North Texas finished up the conventional aspects of its summer workouts Thursday and won’t hoist another shot or run through another offensive set before the beginning of practice in September.
But that doesn’t mean UNT is done preparing for what is expected to be a special season this fall.
New UNT head coach Tony Benford made sure of that when he arranged for noted sports psychologist Dr. Joe Carr to put his players through a three-day program designed to improve the Mean Green’s team chemistry.
UNT began the program Friday.
“My job is to get the players to make sacrifices for the sake of the team,” Carr said.“The teams that win are usually the ones that make the most sacrifices. The teams that lose are the ones that do what they want to do. If we can get these guys to develop some blind trust and buy into [Benford’s] principles, they are going to outplay a lot of people. They are playing for something else, and that is for each other.”
Benford has worked with Carr throughout his coaching career, including last season when he was an assistant coach at Marquette.
Carr helped establish the NBA’s rookie orientation program and works with multiple teams in both the NBA and in the college ranks.
Carr will follow UNT throughout the season and make multiple follow-up visits.
Benford said that the mental aspect of the game and developing team chemistry are always vital and could be even more important for UNT as it makes the transition to a new coaching staff. Former UNT head coach Johnny Jones left after last season to take over as the head coach at LSU.
Since taking over as head coach in April, Benford has been trying to put his stamp on what has been a highly successful team that has averaged 21 wins over the last six seasons.
The NCAA rule that went into effect this year allowing teams to have limited practices over the summer helped Benford reach that goal.
“We did make some progress,” Benford said. “What really helped is that we have a great coaching staff with coach [Rob] Evans, coach [Bart] Lundy, coach [David] Anwar and Jeff Luster. We have a lot of experience and were able to build that trust with the players. That was huge.”
UNT returns its top seven scorers from a team that lost to Western Kentucky in the final of the Sun Belt Conference tournament.
Benford and his staff had to gain those players’ trust while incorporating a few new recruits who are expected to play key roles, including center Keith Coleman and point guard P.J. Hardwick.
“We got to know coach personally and how coach wants us to work,” Hardwick said. “We also got to know the system a little better and what our players can and can’t do. It’s been great. We have great chemistry. We are all like brothers.”
Hardwick is competing for playing time at point guard. Coleman could have an even bigger role. Benford added the 6-foot-10 center largely to fill the void in UNT’s roster created after post players Kedrick Hogans and Alonzo Edwards graduated following last season.
“The new guys are fitting in very well,” Mitchell said. “We are going to need everyone to go far in the [NCAA] tournament. They are all great players.”
Benford felt much better about how those players fit, not only with each other but also with a new staff after having some extra time to work with them over the summer.
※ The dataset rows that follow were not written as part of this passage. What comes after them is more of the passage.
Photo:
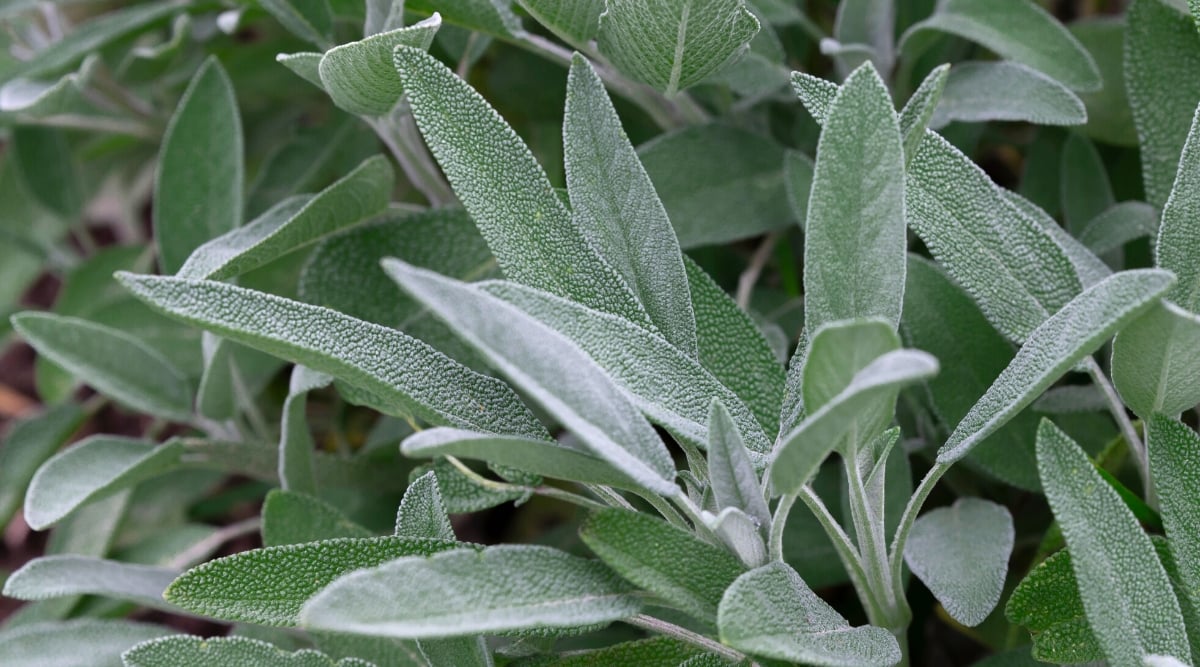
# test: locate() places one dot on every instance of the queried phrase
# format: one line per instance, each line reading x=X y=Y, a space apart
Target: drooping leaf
x=1072 y=334
x=463 y=592
x=269 y=586
x=672 y=44
x=1126 y=593
x=198 y=187
x=771 y=612
x=961 y=554
x=666 y=560
x=114 y=362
“As a first-time head coach, it helped,” Benford said of having summer workouts. “We were able to work on the fundamentals — shooting, dribbling and passing — while also establishing our culture and how we are going to work every day. We are going to be the toughest team every time we step on the floor, and we are going to defend people. I wanted to put my imprint on how we are going to do things.”
Also Friday, UNT began working on developing the chemistry that will be critical to reaching its goals in the fall.
“This is a really special group,” Benford said. “We are a talented team with a talented upperclassmen group and a talented underclassmen group. Our job is to make sure that we have one unit and are close. That is why I brought Dr. Carr here, to work on the mental aspect of the game. He will talk about sacrificing and being coachable. We will have to sacrifice if we are going to have success.”